Invite mi, Request mi? İngilizce'deki İki Benzer Ama Farklı Kelime

İngilizce'de sıklıkla karıştırılan iki kelime "invite" ve "request"tır. Her ikisi de bir şeyin istenmesini ifade eder, ancak aralarında önemli bir fark vardır. "Invite", bir davet anlamına gelir ve genellikle sosyal bir etkinliğe katılma teklifi içerir. "Request" ise daha resmi ve genel bir istek anlamına gelir ve bir etkinliğe davet olmak zorunda değildir. "Request" daha çok bir şeyin yapılmasını veya verilmesini istemek için kullanılır.

Örneğin, arkadaşınızı doğum günü partisinize çağırmak için "invite" kullanırsınız:

  • İngilizce: I'm inviting you to my birthday party.
  • Türkçe: Doğum günü partime seni davet ediyorum.

Ancak, öğretmeninizden ödev teslim tarihini uzatmasını istemek için "request" kullanırsınız:

  • İngilizce: I'm requesting an extension on the homework deadline.
  • Türkçe: Ödev teslim tarihini uzatmanızı rica ediyorum.

Bir başka örnekte, bir restoranda menüyü istemek için "request" kullanabilirsiniz:

  • İngilizce: Could I request the menu, please?
  • Türkçe: Lütfen menüyü rica edebilir miyim?

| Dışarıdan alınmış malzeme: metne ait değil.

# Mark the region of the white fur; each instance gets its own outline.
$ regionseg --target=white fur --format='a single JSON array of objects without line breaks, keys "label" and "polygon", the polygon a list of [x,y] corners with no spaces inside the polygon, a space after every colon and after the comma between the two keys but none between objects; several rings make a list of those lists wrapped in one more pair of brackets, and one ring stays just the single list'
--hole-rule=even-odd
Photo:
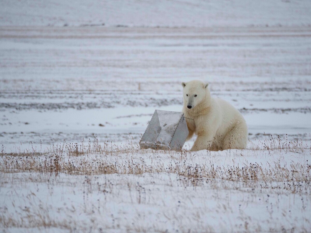
[{"label": "white fur", "polygon": [[[223,100],[212,98],[208,83],[193,80],[182,85],[183,112],[185,117],[194,119],[186,118],[189,130],[187,139],[190,139],[194,133],[197,135],[191,150],[246,148],[247,126],[236,108]],[[192,107],[188,108],[188,105]]]}]

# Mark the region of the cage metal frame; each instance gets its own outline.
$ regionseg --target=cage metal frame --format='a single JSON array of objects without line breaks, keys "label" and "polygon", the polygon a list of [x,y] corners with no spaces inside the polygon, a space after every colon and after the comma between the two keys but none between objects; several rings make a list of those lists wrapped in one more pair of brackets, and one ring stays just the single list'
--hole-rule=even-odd
[{"label": "cage metal frame", "polygon": [[141,149],[179,151],[189,133],[183,113],[156,110],[139,145]]}]

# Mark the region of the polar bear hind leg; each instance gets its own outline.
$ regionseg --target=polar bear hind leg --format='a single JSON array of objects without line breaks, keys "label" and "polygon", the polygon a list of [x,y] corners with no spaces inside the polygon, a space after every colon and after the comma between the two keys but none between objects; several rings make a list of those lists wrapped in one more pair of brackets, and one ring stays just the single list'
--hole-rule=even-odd
[{"label": "polar bear hind leg", "polygon": [[244,122],[238,123],[225,135],[223,141],[223,150],[245,149],[247,145],[247,126]]}]

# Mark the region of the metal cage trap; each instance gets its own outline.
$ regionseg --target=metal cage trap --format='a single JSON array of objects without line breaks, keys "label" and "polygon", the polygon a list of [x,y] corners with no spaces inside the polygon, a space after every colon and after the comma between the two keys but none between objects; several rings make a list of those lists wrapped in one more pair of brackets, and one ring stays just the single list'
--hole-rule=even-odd
[{"label": "metal cage trap", "polygon": [[189,133],[183,113],[156,110],[139,145],[142,149],[180,150]]}]

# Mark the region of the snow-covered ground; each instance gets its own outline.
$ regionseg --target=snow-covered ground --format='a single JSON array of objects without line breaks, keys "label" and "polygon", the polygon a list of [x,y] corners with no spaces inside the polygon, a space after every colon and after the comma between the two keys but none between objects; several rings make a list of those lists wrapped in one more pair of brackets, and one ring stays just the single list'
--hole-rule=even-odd
[{"label": "snow-covered ground", "polygon": [[40,139],[139,139],[155,109],[180,111],[180,83],[193,79],[242,113],[250,139],[310,138],[311,28],[0,31],[6,151]]},{"label": "snow-covered ground", "polygon": [[[1,230],[309,231],[310,16],[306,0],[2,1]],[[247,149],[139,149],[194,79],[242,113]]]}]

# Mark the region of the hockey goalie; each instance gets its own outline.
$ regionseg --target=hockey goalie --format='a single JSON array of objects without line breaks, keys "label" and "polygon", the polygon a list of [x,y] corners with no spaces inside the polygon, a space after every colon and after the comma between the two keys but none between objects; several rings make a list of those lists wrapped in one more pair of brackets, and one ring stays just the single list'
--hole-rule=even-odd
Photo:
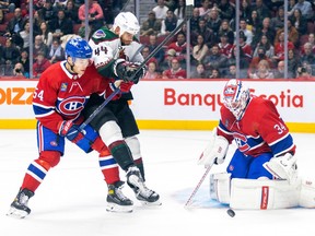
[{"label": "hockey goalie", "polygon": [[210,175],[211,199],[233,209],[315,208],[315,184],[299,177],[295,144],[276,106],[234,79],[198,164],[222,164],[232,141],[237,149],[226,173]]}]

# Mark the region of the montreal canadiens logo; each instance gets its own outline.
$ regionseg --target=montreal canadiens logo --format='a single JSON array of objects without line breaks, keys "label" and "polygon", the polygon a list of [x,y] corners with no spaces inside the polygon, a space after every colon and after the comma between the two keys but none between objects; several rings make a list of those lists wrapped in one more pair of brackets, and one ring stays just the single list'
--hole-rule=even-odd
[{"label": "montreal canadiens logo", "polygon": [[84,108],[84,97],[68,97],[60,102],[58,108],[66,116],[75,116]]}]

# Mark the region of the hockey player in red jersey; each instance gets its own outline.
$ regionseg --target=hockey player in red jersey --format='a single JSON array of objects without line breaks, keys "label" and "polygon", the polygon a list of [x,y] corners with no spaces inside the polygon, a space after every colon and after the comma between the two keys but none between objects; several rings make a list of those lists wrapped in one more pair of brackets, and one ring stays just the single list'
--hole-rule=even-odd
[{"label": "hockey player in red jersey", "polygon": [[[139,22],[131,12],[120,12],[114,20],[110,30],[102,27],[90,39],[93,49],[93,60],[97,71],[112,81],[121,82],[120,91],[104,109],[92,120],[91,126],[100,132],[102,140],[110,153],[122,167],[127,169],[126,158],[133,157],[135,164],[141,172],[143,181],[144,166],[137,138],[139,129],[129,107],[128,101],[132,99],[131,86],[144,75],[144,68],[139,68],[143,61],[140,54],[141,45],[135,35],[139,32]],[[139,70],[138,70],[139,69]],[[130,78],[133,78],[130,81]],[[115,87],[113,87],[113,91]],[[84,109],[84,115],[90,116],[102,103],[103,98],[93,95]],[[110,166],[108,166],[110,168]],[[137,169],[135,169],[137,172]],[[144,204],[160,205],[160,196],[148,187],[139,188],[136,182],[127,184],[135,191],[137,199]]]},{"label": "hockey player in red jersey", "polygon": [[[132,211],[132,201],[120,191],[118,165],[108,160],[110,153],[98,133],[88,125],[79,129],[84,121],[81,115],[92,93],[108,96],[109,80],[104,79],[91,63],[92,49],[88,42],[72,38],[66,45],[67,60],[49,67],[42,75],[33,96],[33,109],[37,119],[38,158],[34,160],[24,176],[20,191],[11,204],[8,215],[25,217],[31,213],[27,206],[48,170],[60,162],[65,152],[65,138],[75,143],[84,152],[95,150],[100,153],[100,167],[108,185],[108,211]],[[105,168],[110,166],[110,168]],[[133,160],[124,165],[130,168],[128,179],[139,180],[140,174]],[[139,170],[138,170],[139,172]],[[141,182],[139,184],[141,187]]]},{"label": "hockey player in red jersey", "polygon": [[295,144],[275,104],[252,95],[241,80],[233,79],[224,86],[220,114],[198,163],[222,164],[232,141],[237,149],[228,173],[211,175],[211,198],[243,209],[305,204],[299,202]]}]

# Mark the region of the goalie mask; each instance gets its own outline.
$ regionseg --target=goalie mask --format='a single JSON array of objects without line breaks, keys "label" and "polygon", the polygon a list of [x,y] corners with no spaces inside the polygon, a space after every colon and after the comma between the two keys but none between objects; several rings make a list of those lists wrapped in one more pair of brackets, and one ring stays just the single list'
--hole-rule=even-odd
[{"label": "goalie mask", "polygon": [[125,32],[137,35],[140,30],[138,19],[131,12],[120,12],[114,20],[114,31],[117,26],[120,28],[119,37],[121,37]]},{"label": "goalie mask", "polygon": [[230,80],[223,91],[223,104],[240,120],[249,101],[249,90],[241,80]]}]

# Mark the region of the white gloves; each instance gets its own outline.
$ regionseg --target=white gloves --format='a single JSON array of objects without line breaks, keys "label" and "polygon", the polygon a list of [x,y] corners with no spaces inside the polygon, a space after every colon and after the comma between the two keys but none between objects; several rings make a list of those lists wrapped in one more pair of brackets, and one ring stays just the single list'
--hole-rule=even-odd
[{"label": "white gloves", "polygon": [[285,153],[283,156],[272,157],[264,167],[278,179],[288,179],[293,182],[298,178],[296,156]]},{"label": "white gloves", "polygon": [[209,144],[201,153],[198,165],[210,166],[212,164],[222,164],[229,149],[229,141],[221,135],[217,135],[217,130],[212,131]]}]

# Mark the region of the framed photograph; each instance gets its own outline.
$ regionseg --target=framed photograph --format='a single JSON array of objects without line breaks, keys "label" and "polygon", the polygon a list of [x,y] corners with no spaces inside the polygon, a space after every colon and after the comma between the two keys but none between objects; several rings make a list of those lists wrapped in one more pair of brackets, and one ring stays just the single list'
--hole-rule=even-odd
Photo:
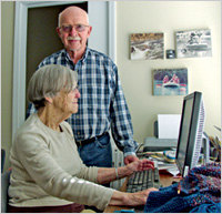
[{"label": "framed photograph", "polygon": [[175,38],[178,58],[212,57],[211,30],[179,31]]},{"label": "framed photograph", "polygon": [[153,95],[186,95],[188,69],[158,69],[153,71]]},{"label": "framed photograph", "polygon": [[163,60],[163,33],[132,33],[130,38],[131,60]]}]

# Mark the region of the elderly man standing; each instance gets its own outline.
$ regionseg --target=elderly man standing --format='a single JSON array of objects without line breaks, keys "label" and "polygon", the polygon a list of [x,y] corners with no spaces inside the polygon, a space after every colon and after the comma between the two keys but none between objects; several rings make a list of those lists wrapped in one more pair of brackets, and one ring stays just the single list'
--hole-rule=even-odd
[{"label": "elderly man standing", "polygon": [[[124,153],[124,163],[138,160],[131,115],[123,94],[118,68],[110,58],[87,47],[92,27],[88,13],[69,7],[59,14],[57,32],[64,49],[47,57],[38,67],[62,64],[78,72],[79,112],[70,123],[83,163],[88,166],[112,166],[109,130]],[[34,111],[29,105],[28,115]]]}]

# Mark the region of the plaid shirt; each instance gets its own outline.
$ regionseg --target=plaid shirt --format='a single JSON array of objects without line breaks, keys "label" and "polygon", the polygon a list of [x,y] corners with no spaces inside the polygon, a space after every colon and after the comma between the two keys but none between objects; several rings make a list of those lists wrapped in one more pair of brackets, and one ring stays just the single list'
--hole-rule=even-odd
[{"label": "plaid shirt", "polygon": [[[118,68],[107,55],[87,48],[77,64],[65,50],[46,58],[40,64],[62,64],[78,72],[81,98],[79,111],[67,121],[72,126],[75,141],[83,141],[112,131],[117,146],[124,156],[134,154],[138,143],[133,141],[131,115],[125,102]],[[27,115],[33,113],[29,104]]]}]

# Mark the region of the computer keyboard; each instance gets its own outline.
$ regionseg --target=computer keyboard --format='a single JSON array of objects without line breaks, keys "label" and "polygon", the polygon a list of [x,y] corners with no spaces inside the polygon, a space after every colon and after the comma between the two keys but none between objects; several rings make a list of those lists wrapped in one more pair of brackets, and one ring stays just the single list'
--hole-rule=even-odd
[{"label": "computer keyboard", "polygon": [[147,171],[134,172],[129,176],[127,184],[128,193],[135,193],[150,187],[161,187],[158,167],[154,170],[150,169]]}]

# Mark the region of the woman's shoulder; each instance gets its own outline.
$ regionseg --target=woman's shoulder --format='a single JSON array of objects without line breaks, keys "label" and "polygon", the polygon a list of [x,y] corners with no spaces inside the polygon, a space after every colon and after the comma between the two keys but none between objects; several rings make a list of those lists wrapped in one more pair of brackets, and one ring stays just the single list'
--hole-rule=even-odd
[{"label": "woman's shoulder", "polygon": [[71,134],[73,136],[72,128],[67,121],[61,122],[60,125],[61,125],[62,130],[65,130],[69,134]]}]

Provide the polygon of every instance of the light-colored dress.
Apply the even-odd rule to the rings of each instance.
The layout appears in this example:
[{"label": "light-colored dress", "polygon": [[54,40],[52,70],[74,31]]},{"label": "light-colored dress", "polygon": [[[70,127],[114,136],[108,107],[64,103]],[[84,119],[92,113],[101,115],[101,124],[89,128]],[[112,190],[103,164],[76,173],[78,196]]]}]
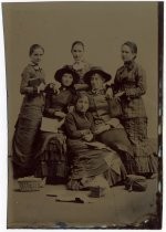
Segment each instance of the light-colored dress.
[{"label": "light-colored dress", "polygon": [[[44,117],[58,119],[55,112],[68,113],[74,94],[71,88],[60,88],[60,93],[48,92],[45,95]],[[66,156],[66,136],[62,128],[58,133],[41,131],[39,135],[39,150],[37,154],[37,177],[46,177],[48,182],[55,183],[60,179],[65,181],[69,173]]]},{"label": "light-colored dress", "polygon": [[73,112],[69,114],[65,119],[65,128],[71,162],[68,183],[70,189],[83,189],[85,187],[82,182],[83,179],[93,179],[102,173],[110,186],[125,178],[126,170],[114,150],[94,148],[90,146],[91,143],[83,140],[81,130],[93,131],[93,117],[90,113]]},{"label": "light-colored dress", "polygon": [[[93,115],[96,128],[108,124],[112,119],[112,108],[110,107],[111,99],[107,99],[105,96],[105,89],[89,92],[89,110]],[[117,124],[117,126],[112,127],[110,130],[98,134],[96,139],[118,152],[125,165],[127,173],[135,173],[133,147],[121,123]]]},{"label": "light-colored dress", "polygon": [[145,71],[134,61],[123,65],[116,72],[113,89],[115,94],[125,93],[121,97],[122,124],[133,145],[136,172],[157,172],[156,155],[147,138],[147,116],[142,98],[146,93]]},{"label": "light-colored dress", "polygon": [[38,86],[44,83],[44,71],[35,64],[29,64],[22,72],[20,86],[24,95],[12,143],[12,158],[14,176],[33,173],[33,158],[35,154],[35,137],[38,135],[44,96],[38,93]]}]

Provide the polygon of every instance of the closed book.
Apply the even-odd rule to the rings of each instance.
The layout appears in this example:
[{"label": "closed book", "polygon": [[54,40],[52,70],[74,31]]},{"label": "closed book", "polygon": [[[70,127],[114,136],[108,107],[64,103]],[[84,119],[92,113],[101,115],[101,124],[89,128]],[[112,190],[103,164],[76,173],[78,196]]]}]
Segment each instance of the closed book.
[{"label": "closed book", "polygon": [[64,119],[42,117],[41,130],[46,133],[58,133],[58,129],[63,125]]},{"label": "closed book", "polygon": [[32,87],[37,87],[41,84],[41,78],[30,78],[29,80],[29,85]]}]

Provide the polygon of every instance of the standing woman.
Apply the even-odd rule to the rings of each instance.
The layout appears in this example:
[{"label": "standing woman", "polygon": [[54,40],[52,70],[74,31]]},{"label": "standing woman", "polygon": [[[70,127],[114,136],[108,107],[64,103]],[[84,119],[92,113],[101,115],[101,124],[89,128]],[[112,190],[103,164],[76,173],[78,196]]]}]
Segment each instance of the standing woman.
[{"label": "standing woman", "polygon": [[44,49],[39,44],[30,48],[30,63],[21,76],[20,93],[24,95],[13,136],[14,177],[33,173],[34,140],[39,131],[44,105],[44,71],[39,66]]},{"label": "standing woman", "polygon": [[82,41],[75,41],[72,44],[71,53],[74,59],[72,68],[79,74],[79,83],[75,84],[76,91],[86,91],[89,85],[84,82],[84,74],[90,71],[91,65],[84,59],[85,45]]},{"label": "standing woman", "polygon": [[127,173],[135,173],[133,149],[125,129],[120,123],[118,116],[121,114],[117,114],[117,107],[113,107],[113,99],[106,97],[104,85],[110,80],[111,75],[108,73],[95,66],[84,75],[84,81],[90,86],[89,110],[94,119],[95,138],[117,151]]},{"label": "standing woman", "polygon": [[66,157],[66,136],[63,131],[63,123],[70,106],[72,106],[75,91],[73,85],[79,81],[79,75],[69,66],[55,72],[54,78],[61,84],[59,91],[54,84],[45,88],[45,105],[43,115],[51,118],[52,128],[48,130],[41,127],[39,137],[39,150],[35,176],[46,177],[46,182],[64,182],[68,177],[69,164]]},{"label": "standing woman", "polygon": [[142,95],[146,93],[145,71],[135,62],[137,46],[133,42],[122,45],[124,65],[116,72],[113,91],[123,108],[122,123],[135,150],[137,173],[151,177],[157,164],[147,138],[147,116]]}]

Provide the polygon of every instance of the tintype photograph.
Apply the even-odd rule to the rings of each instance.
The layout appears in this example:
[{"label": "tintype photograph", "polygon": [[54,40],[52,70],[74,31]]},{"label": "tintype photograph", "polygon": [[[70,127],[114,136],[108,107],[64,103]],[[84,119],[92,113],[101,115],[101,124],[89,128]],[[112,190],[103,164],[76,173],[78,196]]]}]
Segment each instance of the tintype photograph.
[{"label": "tintype photograph", "polygon": [[163,2],[2,3],[8,229],[160,229]]}]

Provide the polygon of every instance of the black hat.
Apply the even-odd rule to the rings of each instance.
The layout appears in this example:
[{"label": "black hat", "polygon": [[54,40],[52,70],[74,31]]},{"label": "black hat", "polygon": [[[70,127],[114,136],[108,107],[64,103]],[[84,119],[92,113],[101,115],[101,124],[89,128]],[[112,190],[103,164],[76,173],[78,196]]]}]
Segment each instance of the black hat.
[{"label": "black hat", "polygon": [[64,73],[70,73],[73,76],[73,82],[77,83],[80,80],[79,74],[72,68],[72,66],[65,65],[62,68],[58,70],[54,74],[54,78],[58,82],[61,82],[61,78],[63,76]]},{"label": "black hat", "polygon": [[90,84],[91,76],[95,73],[100,74],[105,80],[105,82],[107,82],[112,78],[112,76],[108,73],[104,72],[101,67],[93,66],[93,67],[91,67],[91,70],[89,72],[85,73],[84,82]]}]

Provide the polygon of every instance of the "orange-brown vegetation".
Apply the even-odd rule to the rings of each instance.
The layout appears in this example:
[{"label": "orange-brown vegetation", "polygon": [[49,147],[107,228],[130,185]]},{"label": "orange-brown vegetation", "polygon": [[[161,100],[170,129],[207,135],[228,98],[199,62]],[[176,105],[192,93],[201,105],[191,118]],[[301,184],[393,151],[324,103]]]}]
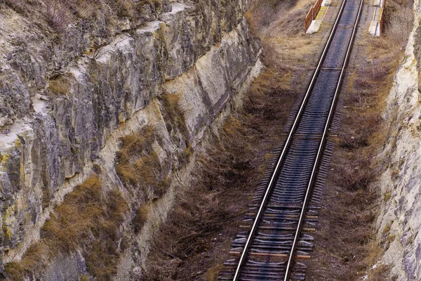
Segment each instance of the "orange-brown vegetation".
[{"label": "orange-brown vegetation", "polygon": [[119,254],[118,231],[128,205],[121,193],[105,191],[96,175],[66,195],[41,230],[41,239],[22,259],[6,265],[8,277],[22,280],[43,272],[55,257],[80,250],[88,272],[98,280],[115,273]]},{"label": "orange-brown vegetation", "polygon": [[[412,3],[387,2],[381,37],[363,34],[356,41],[348,70],[342,124],[328,176],[309,280],[356,280],[378,261],[374,242],[376,188],[384,162],[376,156],[390,135],[382,114],[413,23]],[[391,42],[393,42],[391,44]],[[387,244],[393,237],[385,235]],[[321,270],[320,268],[323,268]],[[379,265],[367,280],[391,280]]]}]

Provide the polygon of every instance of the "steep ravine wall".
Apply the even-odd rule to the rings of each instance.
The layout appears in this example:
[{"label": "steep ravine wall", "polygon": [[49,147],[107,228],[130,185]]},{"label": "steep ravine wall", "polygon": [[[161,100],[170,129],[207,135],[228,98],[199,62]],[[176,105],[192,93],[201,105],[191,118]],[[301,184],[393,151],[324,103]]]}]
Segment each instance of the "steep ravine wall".
[{"label": "steep ravine wall", "polygon": [[[243,17],[246,1],[162,7],[149,20],[123,25],[102,37],[100,16],[90,25],[69,24],[60,39],[30,29],[31,22],[13,11],[4,13],[2,264],[25,257],[66,195],[98,174],[105,190],[117,190],[129,209],[119,227],[121,259],[114,276],[140,278],[151,235],[175,194],[188,188],[189,157],[194,158],[210,130],[241,103],[241,93],[262,67],[260,42]],[[96,36],[106,44],[92,51]],[[121,140],[147,127],[154,135],[149,152],[168,179],[159,192],[130,183],[116,171]],[[133,231],[133,217],[147,204],[147,219],[141,231]],[[76,280],[89,274],[81,249],[55,257],[28,278]]]},{"label": "steep ravine wall", "polygon": [[414,4],[415,26],[403,65],[387,98],[389,140],[380,155],[388,164],[378,183],[382,191],[377,239],[381,263],[390,280],[421,280],[421,4]]}]

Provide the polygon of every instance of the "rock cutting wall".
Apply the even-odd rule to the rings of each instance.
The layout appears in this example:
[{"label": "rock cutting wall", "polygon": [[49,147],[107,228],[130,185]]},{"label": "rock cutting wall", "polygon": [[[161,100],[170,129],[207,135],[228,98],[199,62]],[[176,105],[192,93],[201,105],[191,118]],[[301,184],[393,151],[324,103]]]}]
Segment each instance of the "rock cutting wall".
[{"label": "rock cutting wall", "polygon": [[[187,149],[194,155],[260,72],[260,45],[243,17],[245,8],[245,1],[164,2],[147,20],[121,20],[109,32],[99,15],[95,22],[68,25],[59,37],[30,28],[29,21],[5,10],[0,23],[4,264],[22,257],[55,208],[93,170],[102,171],[102,183],[125,195],[131,211],[122,231],[129,228],[137,208],[156,196],[123,184],[116,153],[121,138],[153,126],[159,136],[154,150],[177,180],[159,195],[145,227],[131,236],[131,247],[123,254],[118,279],[140,277],[150,235],[178,188],[188,183],[192,167],[179,169],[180,155]],[[166,95],[176,98],[185,130],[168,122]],[[86,270],[76,253],[34,277],[69,280]]]},{"label": "rock cutting wall", "polygon": [[415,2],[414,30],[387,98],[391,136],[380,155],[389,164],[379,183],[383,200],[377,237],[390,280],[399,281],[421,280],[421,6]]}]

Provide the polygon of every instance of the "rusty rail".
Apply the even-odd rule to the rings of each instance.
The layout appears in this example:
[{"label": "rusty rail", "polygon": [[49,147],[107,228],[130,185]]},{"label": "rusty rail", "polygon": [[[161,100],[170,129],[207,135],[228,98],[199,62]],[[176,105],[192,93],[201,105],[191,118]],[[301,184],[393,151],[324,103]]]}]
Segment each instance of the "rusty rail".
[{"label": "rusty rail", "polygon": [[305,31],[307,32],[307,30],[310,27],[312,22],[313,20],[316,18],[317,14],[320,11],[320,8],[321,8],[321,2],[323,0],[317,0],[317,1],[313,5],[312,8],[310,8],[310,11],[307,13],[305,16]]}]

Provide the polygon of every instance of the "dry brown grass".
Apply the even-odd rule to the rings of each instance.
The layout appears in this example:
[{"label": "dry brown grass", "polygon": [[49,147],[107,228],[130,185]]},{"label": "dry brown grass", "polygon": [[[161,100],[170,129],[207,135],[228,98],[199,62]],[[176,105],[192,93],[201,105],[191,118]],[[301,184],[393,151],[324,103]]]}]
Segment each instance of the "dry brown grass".
[{"label": "dry brown grass", "polygon": [[119,257],[118,228],[128,209],[119,191],[104,194],[99,178],[91,176],[65,197],[43,227],[41,240],[22,260],[6,265],[8,277],[22,280],[32,273],[41,273],[55,256],[81,250],[90,273],[109,280]]},{"label": "dry brown grass", "polygon": [[169,159],[161,163],[152,147],[155,142],[160,143],[161,140],[154,127],[149,125],[122,138],[116,171],[126,185],[151,188],[155,197],[161,197],[169,187],[169,171],[165,169]]},{"label": "dry brown grass", "polygon": [[[356,41],[359,48],[354,47],[359,53],[351,63],[358,67],[349,70],[333,170],[328,177],[321,229],[315,237],[319,251],[309,265],[310,280],[359,280],[382,253],[382,245],[373,242],[373,223],[377,203],[387,196],[373,188],[384,164],[375,157],[389,133],[382,115],[412,25],[411,4],[387,5],[382,37],[361,37]],[[393,239],[386,233],[382,243],[387,245]],[[320,270],[321,264],[325,270]],[[369,280],[392,280],[388,268],[380,265],[368,275]]]},{"label": "dry brown grass", "polygon": [[49,91],[54,94],[66,95],[72,86],[70,81],[72,77],[69,75],[60,75],[48,81]]},{"label": "dry brown grass", "polygon": [[[305,58],[318,51],[316,43],[306,47]],[[265,59],[267,68],[253,82],[243,108],[199,157],[201,168],[191,190],[178,195],[178,205],[155,237],[146,280],[218,277],[250,194],[270,158],[268,152],[281,141],[289,110],[306,86],[302,81],[314,61],[302,59],[305,63],[297,67],[294,58],[276,64]]]}]

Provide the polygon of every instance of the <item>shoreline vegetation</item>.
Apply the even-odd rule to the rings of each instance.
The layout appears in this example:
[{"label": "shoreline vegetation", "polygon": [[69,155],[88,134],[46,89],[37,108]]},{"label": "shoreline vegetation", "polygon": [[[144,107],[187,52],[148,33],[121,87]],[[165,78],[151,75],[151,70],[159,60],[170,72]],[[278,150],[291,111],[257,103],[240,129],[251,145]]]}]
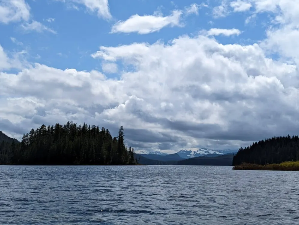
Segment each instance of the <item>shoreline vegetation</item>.
[{"label": "shoreline vegetation", "polygon": [[104,127],[72,121],[32,129],[20,142],[0,133],[0,165],[139,165],[134,156],[122,126],[114,137]]},{"label": "shoreline vegetation", "polygon": [[240,148],[234,170],[299,171],[299,137],[274,136]]},{"label": "shoreline vegetation", "polygon": [[264,165],[243,163],[236,165],[233,170],[280,170],[299,171],[299,161],[284,162],[279,164],[272,164]]}]

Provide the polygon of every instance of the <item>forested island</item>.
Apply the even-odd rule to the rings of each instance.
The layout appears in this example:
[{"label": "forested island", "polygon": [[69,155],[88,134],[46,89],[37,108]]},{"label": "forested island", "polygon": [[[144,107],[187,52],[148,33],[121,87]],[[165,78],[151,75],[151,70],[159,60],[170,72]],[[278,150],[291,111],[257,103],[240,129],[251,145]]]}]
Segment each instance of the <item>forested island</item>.
[{"label": "forested island", "polygon": [[241,148],[234,156],[234,170],[299,170],[299,137],[274,136]]},{"label": "forested island", "polygon": [[114,137],[103,127],[69,121],[32,129],[20,142],[0,133],[0,164],[138,164],[134,148],[125,145],[122,126]]}]

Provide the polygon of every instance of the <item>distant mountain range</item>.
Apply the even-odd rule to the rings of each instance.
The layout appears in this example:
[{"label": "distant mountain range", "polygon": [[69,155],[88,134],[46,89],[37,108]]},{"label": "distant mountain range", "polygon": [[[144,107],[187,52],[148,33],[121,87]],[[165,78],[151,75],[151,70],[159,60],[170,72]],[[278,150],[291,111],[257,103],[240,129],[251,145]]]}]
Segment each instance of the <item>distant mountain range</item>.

"Invite" genellikle daha samimi ve kişisel bir çağrı veya teklifken, "request" daha resmi ve genellikle daha az kişisel bir taleptir. Bir iş görüşmesine çağrıldığınızda, "You are invited to an interview..." şeklinde bir cümle görürsünüz. Ancak patronunuzdan izin istediğinizde ise "I request a leave of absence..." gibi daha resmi bir ifade kullanmanız daha uygundur.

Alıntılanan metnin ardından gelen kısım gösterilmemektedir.